The Detective Boys never disbanded, nobody moved, nobody died, but Ran got her own place after she graduated. Kogoro's detective agency grew, and he had a few interns here and there that ran their time and carried on like clockwork. Eri had moved back in, though the two weren't sleeping in the same bed again (not that they ever said, no, Ayumi had merely made the guess because there was a warmth that wasn't quite there yet). Shinichi-niisan and Heiji-niisan were still best friends; Sonoko and Kazuha and Ran and Sera, they all hung out, had girl's nights. Haibara (Miyano? Shiho? Ai?) would join them when she wasn't working on something with the professor (who she still lived with, who was still like a father to her). Mitsuhiko found the time to balance the Detective Boys and the Science Club-- he was their president, after all, got Teitan High further than it ever had gone before in the finals despite the lacking company. Genta was still their club's strong arm, though what was once body fat was now muscle and height. He towered over most boys in their school by their first year, scared a few third-years back when. His love for food had been channeled into a love of cooking, his hobby when he wasn't solving a case or manhandling criminals. Conan had disappeared. That was that. She'd come to accept it. It still broke her heart.
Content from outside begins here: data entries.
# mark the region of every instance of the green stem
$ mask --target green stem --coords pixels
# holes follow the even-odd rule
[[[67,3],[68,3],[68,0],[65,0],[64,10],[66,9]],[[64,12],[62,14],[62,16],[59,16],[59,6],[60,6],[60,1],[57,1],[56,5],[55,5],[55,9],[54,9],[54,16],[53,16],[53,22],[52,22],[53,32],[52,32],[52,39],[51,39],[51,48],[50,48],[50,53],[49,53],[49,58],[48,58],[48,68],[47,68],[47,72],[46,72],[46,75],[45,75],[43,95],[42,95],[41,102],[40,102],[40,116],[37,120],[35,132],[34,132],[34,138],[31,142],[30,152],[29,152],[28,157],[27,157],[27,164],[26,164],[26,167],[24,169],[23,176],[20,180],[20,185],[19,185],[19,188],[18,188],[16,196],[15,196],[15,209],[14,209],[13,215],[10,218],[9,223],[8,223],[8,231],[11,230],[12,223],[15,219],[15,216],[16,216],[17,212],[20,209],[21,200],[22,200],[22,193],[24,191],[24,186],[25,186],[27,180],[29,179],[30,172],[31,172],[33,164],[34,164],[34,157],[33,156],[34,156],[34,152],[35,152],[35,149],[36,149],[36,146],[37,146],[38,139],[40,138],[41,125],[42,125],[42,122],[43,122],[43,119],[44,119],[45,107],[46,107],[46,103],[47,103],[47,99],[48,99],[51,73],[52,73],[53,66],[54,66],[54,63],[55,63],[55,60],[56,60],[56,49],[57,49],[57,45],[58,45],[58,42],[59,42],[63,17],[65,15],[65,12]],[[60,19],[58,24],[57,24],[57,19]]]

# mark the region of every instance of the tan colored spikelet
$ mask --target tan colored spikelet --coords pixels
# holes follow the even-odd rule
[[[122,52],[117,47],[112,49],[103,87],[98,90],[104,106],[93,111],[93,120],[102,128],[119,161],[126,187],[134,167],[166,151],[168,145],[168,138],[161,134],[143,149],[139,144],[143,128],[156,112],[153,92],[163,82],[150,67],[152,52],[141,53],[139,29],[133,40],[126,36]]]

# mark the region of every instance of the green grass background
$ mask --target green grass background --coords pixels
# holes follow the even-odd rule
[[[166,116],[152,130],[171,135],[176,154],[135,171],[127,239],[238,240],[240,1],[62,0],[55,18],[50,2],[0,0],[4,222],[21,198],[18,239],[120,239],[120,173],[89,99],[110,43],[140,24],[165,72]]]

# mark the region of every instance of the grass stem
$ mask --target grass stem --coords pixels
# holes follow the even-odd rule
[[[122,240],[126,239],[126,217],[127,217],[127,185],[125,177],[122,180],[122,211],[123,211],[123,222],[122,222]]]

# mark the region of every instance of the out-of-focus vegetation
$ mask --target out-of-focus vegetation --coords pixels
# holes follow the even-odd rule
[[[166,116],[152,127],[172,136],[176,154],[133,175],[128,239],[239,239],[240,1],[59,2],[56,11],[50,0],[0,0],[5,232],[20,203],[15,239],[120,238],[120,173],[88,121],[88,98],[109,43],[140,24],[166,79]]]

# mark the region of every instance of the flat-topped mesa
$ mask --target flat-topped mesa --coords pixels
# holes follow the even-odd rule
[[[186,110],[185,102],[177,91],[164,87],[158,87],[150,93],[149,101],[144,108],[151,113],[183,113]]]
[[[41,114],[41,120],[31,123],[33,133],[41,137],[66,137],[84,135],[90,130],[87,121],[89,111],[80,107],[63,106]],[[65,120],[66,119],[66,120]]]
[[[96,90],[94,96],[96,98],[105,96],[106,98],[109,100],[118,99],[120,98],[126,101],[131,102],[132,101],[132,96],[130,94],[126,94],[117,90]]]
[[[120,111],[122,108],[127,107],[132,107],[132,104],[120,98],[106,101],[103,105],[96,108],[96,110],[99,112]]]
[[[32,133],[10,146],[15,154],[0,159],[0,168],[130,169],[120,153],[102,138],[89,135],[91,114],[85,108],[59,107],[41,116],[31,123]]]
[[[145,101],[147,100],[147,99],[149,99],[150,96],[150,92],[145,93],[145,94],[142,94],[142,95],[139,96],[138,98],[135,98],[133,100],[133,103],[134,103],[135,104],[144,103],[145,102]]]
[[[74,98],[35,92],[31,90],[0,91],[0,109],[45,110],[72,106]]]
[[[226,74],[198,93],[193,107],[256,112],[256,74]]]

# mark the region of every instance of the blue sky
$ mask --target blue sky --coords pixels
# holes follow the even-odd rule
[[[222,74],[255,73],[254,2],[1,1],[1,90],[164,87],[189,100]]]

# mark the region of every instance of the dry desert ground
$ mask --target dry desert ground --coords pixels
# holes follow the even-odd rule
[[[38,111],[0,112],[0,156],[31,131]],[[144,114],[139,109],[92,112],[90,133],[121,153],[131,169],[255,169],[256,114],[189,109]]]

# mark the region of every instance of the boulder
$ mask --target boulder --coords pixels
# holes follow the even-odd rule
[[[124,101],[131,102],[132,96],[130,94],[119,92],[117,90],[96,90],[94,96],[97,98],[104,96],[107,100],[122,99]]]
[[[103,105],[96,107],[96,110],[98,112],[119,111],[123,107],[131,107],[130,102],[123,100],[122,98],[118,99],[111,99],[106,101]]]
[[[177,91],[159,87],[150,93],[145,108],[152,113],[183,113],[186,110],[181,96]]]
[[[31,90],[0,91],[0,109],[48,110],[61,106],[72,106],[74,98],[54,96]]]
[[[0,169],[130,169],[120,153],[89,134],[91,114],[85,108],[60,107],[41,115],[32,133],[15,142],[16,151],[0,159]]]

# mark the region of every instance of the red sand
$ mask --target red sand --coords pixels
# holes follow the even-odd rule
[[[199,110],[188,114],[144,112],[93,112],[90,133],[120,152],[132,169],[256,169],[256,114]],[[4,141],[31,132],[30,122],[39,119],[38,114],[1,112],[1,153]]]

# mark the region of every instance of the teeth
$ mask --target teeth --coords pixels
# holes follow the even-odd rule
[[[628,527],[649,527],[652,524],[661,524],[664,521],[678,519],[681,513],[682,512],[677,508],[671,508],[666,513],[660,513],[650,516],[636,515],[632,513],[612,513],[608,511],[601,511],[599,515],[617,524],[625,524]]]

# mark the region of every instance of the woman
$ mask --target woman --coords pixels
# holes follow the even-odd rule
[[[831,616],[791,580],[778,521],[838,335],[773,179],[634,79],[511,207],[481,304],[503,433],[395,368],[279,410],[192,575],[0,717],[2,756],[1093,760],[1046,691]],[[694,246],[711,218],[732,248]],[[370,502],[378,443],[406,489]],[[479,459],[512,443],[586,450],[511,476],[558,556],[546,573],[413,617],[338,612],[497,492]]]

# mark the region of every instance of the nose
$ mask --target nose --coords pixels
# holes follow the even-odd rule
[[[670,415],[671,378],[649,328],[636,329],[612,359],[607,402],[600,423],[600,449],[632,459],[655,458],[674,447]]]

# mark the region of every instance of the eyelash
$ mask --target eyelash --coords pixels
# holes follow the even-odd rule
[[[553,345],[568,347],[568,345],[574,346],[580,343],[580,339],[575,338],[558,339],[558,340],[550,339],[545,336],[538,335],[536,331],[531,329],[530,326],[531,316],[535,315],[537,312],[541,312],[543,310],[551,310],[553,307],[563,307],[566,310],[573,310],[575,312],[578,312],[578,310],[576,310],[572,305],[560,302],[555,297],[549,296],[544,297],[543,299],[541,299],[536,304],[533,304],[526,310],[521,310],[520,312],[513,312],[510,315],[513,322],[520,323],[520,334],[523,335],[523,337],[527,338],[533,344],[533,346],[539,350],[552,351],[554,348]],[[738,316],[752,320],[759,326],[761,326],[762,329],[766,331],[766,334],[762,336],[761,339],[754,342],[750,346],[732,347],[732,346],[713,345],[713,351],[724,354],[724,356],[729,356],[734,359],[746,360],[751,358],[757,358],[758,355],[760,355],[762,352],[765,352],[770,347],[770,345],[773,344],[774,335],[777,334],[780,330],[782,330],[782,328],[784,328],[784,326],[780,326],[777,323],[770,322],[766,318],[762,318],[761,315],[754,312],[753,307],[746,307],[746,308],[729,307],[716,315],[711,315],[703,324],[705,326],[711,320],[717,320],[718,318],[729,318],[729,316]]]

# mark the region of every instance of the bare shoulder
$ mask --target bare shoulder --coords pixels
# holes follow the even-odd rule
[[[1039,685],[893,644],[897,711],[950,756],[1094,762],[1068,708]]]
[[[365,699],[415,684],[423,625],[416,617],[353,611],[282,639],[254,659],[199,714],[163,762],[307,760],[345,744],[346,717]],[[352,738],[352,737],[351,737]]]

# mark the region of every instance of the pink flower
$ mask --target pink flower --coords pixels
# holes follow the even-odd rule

Ayumi, she felt alone these days. Genta and Mitsuhiko were still there but…

Genta had a girlfriend now, small and sweet and every bit a cook as him, though her skills strayed in the area of sweet-making. Mitsuhiko would deny it until he was blue (Haibara had hurt him, hurt him so bad, and Ayumi was the only one who understood because she'd felt it too, and that pain held him back, more than he let on, and Ayumi supposed he kept it all in while she only mourned to herself) but there was a cute girl with big glasses and a sincere smile who was always looking at him. (He liked her, Ayumi could tell, but he wasn't taking that plunge and she didn't blame him).

She was the only girl left in the Detective Boys, and the only member left who had no other hobbies-- well, she dabbled in makeup as homage to a memory long past, but it was nothing she spent time on. She sorted through and selected cases, she gathered information, she put clues together as much as she could until she had Mitsuhiko's and Genta's help. The days passed, and though each hour took three to pass, she could tell the years were moving quickly, so quickly that it would almost seem right-on-time if she were to receive a letter from Conan. But she didn't. He'd left them a note and hadn't said goodbye, just that he'd be in touch but he never was. She shouldn't have been surprised, not after the fifth empty year (that's what she told herself when she started crying for no reason after a case, when she'd hide away in the bathroom for a few minutes because only Sato would see her there and know, and nobody else needed to see, nobody needed to worry, she was fine, she was fine).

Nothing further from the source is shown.